GUIDELINES TO ASSESS YOUR TST
(Utilized and adapted from Instructor’s Manual for a textbook...author(s) unknown)
One way of becoming more self-aware is to notice the words you use to describe yourself. Some important facts about our “public selves” are revealed on the official forms we fill out, when we give our name, age, birthplace, marital status, etc. Other, more subtle aspects of our self-images are revealed in the way we introduce ourselves, or the things we choose to reveal in the first few minutes of a new acquaintance. In effect, the answers you just jotted down in response to the question “Who Am I?” provide an outline for an autobiography and give some insights about your self-image. Since an important aspect of self-image is one’s sex-role identification, your answers can also be used to probe when and under what circumstances you began to identify yourself as male or female.
The list of answers to the question “Who Am I?” probably include examples of each of the following four types of responses:
1) Physical description: I’m tall, have blue eyes...etc.
2) Social Roles: We are all social beings whose behavior is shaped to some extent by the roles we play. Such roles as student, housewife, or member of the football team not only help others to recognize us but also help us to know what is expected of us in various situations.

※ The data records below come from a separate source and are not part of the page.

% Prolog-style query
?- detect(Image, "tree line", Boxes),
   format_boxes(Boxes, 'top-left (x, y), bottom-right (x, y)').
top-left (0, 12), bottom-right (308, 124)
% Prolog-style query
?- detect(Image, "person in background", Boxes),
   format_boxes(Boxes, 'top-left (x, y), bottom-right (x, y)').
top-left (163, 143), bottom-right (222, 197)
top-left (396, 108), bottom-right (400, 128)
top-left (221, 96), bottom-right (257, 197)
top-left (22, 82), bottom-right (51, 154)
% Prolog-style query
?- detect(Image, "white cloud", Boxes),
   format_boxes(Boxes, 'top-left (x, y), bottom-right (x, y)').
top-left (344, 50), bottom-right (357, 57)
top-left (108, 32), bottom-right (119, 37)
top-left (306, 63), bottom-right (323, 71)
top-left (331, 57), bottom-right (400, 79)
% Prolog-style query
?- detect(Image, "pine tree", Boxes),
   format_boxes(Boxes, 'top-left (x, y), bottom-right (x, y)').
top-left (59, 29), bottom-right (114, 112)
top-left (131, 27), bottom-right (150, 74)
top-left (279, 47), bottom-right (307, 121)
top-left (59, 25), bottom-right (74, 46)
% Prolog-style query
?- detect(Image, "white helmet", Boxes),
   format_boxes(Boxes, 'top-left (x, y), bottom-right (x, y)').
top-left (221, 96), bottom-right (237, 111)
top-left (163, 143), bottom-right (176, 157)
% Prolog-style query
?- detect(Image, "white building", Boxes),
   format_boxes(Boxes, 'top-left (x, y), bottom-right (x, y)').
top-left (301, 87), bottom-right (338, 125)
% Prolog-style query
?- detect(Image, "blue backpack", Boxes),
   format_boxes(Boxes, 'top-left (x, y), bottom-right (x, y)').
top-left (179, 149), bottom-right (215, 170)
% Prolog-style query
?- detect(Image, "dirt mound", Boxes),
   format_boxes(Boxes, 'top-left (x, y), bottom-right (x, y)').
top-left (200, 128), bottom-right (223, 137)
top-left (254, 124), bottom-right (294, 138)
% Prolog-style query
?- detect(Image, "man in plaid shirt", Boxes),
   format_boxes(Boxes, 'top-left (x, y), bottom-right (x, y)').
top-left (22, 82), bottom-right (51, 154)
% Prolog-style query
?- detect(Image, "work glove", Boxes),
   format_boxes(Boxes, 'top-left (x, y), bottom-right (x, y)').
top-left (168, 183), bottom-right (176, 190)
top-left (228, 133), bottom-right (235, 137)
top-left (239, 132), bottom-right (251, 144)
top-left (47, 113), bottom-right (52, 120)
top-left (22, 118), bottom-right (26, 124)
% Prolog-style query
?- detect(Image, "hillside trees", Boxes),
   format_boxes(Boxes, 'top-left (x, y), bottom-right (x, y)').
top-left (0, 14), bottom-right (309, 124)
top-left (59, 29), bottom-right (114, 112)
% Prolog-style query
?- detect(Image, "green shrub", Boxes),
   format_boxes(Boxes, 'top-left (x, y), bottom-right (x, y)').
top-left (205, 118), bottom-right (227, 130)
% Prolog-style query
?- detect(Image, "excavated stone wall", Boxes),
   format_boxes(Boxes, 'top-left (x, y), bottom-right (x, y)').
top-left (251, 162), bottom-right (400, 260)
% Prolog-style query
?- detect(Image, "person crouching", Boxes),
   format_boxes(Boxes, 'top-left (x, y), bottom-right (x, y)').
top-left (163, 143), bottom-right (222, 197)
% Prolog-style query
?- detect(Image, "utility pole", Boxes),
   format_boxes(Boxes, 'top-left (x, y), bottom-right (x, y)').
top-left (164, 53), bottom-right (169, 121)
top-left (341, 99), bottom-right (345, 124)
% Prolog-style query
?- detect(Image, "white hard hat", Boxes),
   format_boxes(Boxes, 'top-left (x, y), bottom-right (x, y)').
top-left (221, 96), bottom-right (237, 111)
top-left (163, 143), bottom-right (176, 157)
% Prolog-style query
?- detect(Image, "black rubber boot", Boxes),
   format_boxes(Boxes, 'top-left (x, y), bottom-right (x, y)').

3) Personal Traits: These are a third dimension of our self-descriptions. “I’m impulsive...I’m generous...I tend to worry a lot”...etc.
4) Existential statements (abstract ones): These can range from "I’m a child of the universe" to "I’m a human being" to "I’m a spiritual being"...etc.
Typically young people describe themselves more in terms of such personal traits, whereas older people feel defined to a greater extent by their social roles.
To use your list to explore the process of sex-role socialization, you might do some of the following:
1) First look at your list and see how many of the personal traits and social roles you mentioned are appropriate mainly for one sex or the other.
2) Circle the traits on your list that are associated with sex-role expectations. Typically, the traits that males use to describe themselves include such adjectives as decisive, courageous, or aggressive; whereas the sex-role association process teaches younger women to identify themselves as tender, sympathetic, or caring.
3) Try to recall when you first started to define yourself in terms of such traits as these. How old were you? Can you recall who the people were who encouraged you to consider those traits important? Were there any important influences or events that taught you the importance of these traits (such as advertisements you saw, movie stars who acted in a certain way, teachers who rewarded certain behaviors, etc.)?
4) Now cross off your list the traits related to sex-role expectations. By relinquishing such traits, would you feel less secure about who you are?
5) You might want to ask others to complete the TST. Then compare the answers that different people give. Do people of certain ages seem to define themselves more or less in terms of sex-specific traits as compared with other ages? How would you explain those differences?